Mais aujourd’hui, le choix ne se fait plus pour des partis, à tel point que des candidats qui ne sont pas des produits partisans (Macron, Zemmour) peuvent espérer l’emporter. Et les logiques qui président à l’élection d’un Président ou d’un Député sont donc différentes, avec le risque que le locataire de l’Élysée n’ait pas de majorité, donc qu’il ne puisse gouverner, donc qu’il ne soit pas vraiment Président – en exercice. Car, dans une logique présidentialiste, un président de cohabitation n’est pas plus président que Medvedev ne l’était en 2012 en Russie, ou du moins ne l’est qu’en titre.

La présente élection présidentielle s’appréhende donc comme une élection à trois tours et il faudra attendre le 20 juin pour savoir qui gouvernera la France et quel programme sera appliqué (libéralisme mou, ou dur).
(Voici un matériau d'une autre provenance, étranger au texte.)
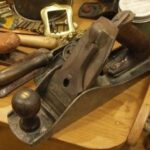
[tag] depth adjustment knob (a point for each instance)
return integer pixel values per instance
(26, 103)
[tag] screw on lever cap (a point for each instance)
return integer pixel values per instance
(26, 103)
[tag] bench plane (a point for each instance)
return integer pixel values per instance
(71, 86)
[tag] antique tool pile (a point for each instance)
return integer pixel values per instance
(79, 67)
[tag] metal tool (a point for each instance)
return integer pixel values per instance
(60, 91)
(93, 10)
(27, 13)
(51, 28)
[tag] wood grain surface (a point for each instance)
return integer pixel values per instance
(106, 127)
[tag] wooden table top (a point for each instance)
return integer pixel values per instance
(106, 127)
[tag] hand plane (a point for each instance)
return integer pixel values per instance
(70, 87)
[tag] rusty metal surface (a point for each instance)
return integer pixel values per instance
(61, 90)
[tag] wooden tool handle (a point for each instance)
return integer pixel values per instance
(8, 42)
(38, 41)
(140, 121)
(135, 40)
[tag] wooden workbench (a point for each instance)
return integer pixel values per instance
(106, 127)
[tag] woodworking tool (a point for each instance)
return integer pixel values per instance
(64, 84)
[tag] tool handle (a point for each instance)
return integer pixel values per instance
(38, 41)
(135, 40)
(20, 69)
(8, 42)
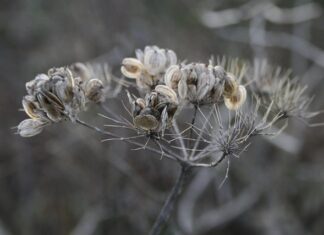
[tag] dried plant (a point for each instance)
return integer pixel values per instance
(227, 113)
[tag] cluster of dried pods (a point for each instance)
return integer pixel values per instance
(155, 112)
(149, 66)
(56, 96)
(196, 83)
(63, 92)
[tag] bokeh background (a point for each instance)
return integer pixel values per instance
(65, 181)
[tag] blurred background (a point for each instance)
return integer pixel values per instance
(65, 181)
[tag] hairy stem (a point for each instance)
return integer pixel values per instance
(193, 120)
(168, 206)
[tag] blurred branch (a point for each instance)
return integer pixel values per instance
(90, 220)
(276, 39)
(272, 13)
(231, 210)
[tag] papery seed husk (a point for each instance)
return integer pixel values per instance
(237, 100)
(172, 76)
(219, 72)
(182, 89)
(30, 127)
(30, 107)
(131, 68)
(167, 91)
(51, 109)
(155, 61)
(81, 70)
(36, 83)
(94, 90)
(171, 58)
(202, 86)
(139, 55)
(146, 122)
(230, 85)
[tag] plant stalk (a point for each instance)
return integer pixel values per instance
(169, 204)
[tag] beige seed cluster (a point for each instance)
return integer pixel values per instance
(149, 66)
(155, 112)
(56, 96)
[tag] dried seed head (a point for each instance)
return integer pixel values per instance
(171, 57)
(172, 76)
(30, 106)
(94, 90)
(132, 68)
(146, 122)
(30, 127)
(81, 70)
(155, 60)
(167, 92)
(237, 99)
(35, 84)
(230, 86)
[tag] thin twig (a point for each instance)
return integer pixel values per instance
(168, 206)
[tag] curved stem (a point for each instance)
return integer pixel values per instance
(168, 206)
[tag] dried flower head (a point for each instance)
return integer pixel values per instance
(154, 113)
(51, 98)
(202, 84)
(149, 67)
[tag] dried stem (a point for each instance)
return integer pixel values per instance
(168, 206)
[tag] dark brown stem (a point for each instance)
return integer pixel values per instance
(168, 206)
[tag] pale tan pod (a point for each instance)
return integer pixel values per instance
(146, 122)
(230, 86)
(140, 102)
(81, 70)
(202, 86)
(131, 68)
(237, 100)
(94, 90)
(219, 72)
(29, 107)
(171, 57)
(30, 127)
(167, 91)
(172, 76)
(183, 88)
(155, 61)
(39, 80)
(139, 55)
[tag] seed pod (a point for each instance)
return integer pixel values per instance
(203, 86)
(139, 55)
(146, 122)
(132, 68)
(30, 107)
(172, 76)
(64, 91)
(139, 105)
(237, 100)
(216, 93)
(94, 90)
(164, 120)
(36, 83)
(168, 92)
(171, 58)
(51, 108)
(155, 60)
(219, 72)
(30, 127)
(81, 70)
(230, 86)
(183, 88)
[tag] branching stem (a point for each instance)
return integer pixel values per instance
(169, 204)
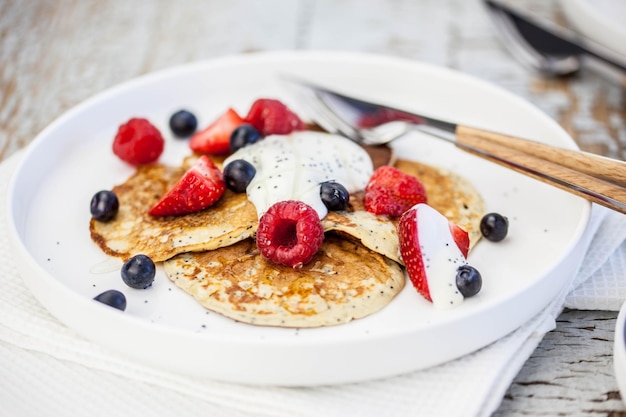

Et si nos commentateurs politiques faisaient bien leur job, ils envisageraient 3, peut-être 4 pour rester polis, scénarios :

L’élection d’Emmanuel Macron après qu’il ait reçu le soutien et accepté le renfort de Valérie Pécresse, et un second quinquennat proche du premier en plus dur, des deux côtés de la barricade ;

L’élection de Marine Le Pen, sans aucune majorité et obligée de tenter une alliance impossible avec Éric Zemmour, conduisant à une situation de cohabitation totalement inédite, lui laissant beaucoup de temps pour s’occuper de ses chats ;

L’élection d’Éric Zemmour avec quasiment les mêmes difficultés que Marine Le Pen – je ne sais s’il aime les chats, mais je crois que sa compagne va lui donner bientôt un petit à s’occuper ;

L’élection de Jean-Luc Mélenchon, sans majorité, et conduisant à une cohabitation très difficile avec des forces de droite radicalement opposées à FI. Sera-ce son dernier combat tribunitien ?

Dans tous les cas, ce peut être inédit, donc intéressant, sauf à ce que d’ici là, Poutine nous ait obligés à vivre dans nos caves sans télé, où à porter à nouveau un masque pour se rassurer, comme si une guerre chimique ou bactériologique à l’est de l’Europe, n’aurait pas d’effets ici. Faut-il craindre alors qu’un gouvernement doive quitter notre capitale pour se réfugier à Vannes, plus qu’à Vichy ? Non, car pour se protéger des effluves létaux des armes russes, le mieux serait Brest, au bout du bout.  

Zemmour ne peut gagner !

Nous serions, paraît-il, en période d’élection présidentielle ; un moment précieux et institutionnalisé pour débattre. Mais chacun, considérant cette élection déjà « pliée », préfère s’investir ailleurs. Tans pis pour les candidats condamnés à faire banquette pendant que le roi s’agite. Il serait nu si les médias ne lui taillaient pas quotidiennement le costume repassé de la fonction. Et si je pensais plus précisément à Éric Zemmour, c’est en retrouvant au plus haut de ma bibliothèque – on sait que les plus hautes étagères sont les moins visitées – un recueil de « Chants Populaires pour les Écoles », une édition de 1899 et qui porte à l’encre violette le sceau carré de « l’École annexe de l’École Normale d’Instituteurs de La Roche-sur-Yon ». Par quel hasard ?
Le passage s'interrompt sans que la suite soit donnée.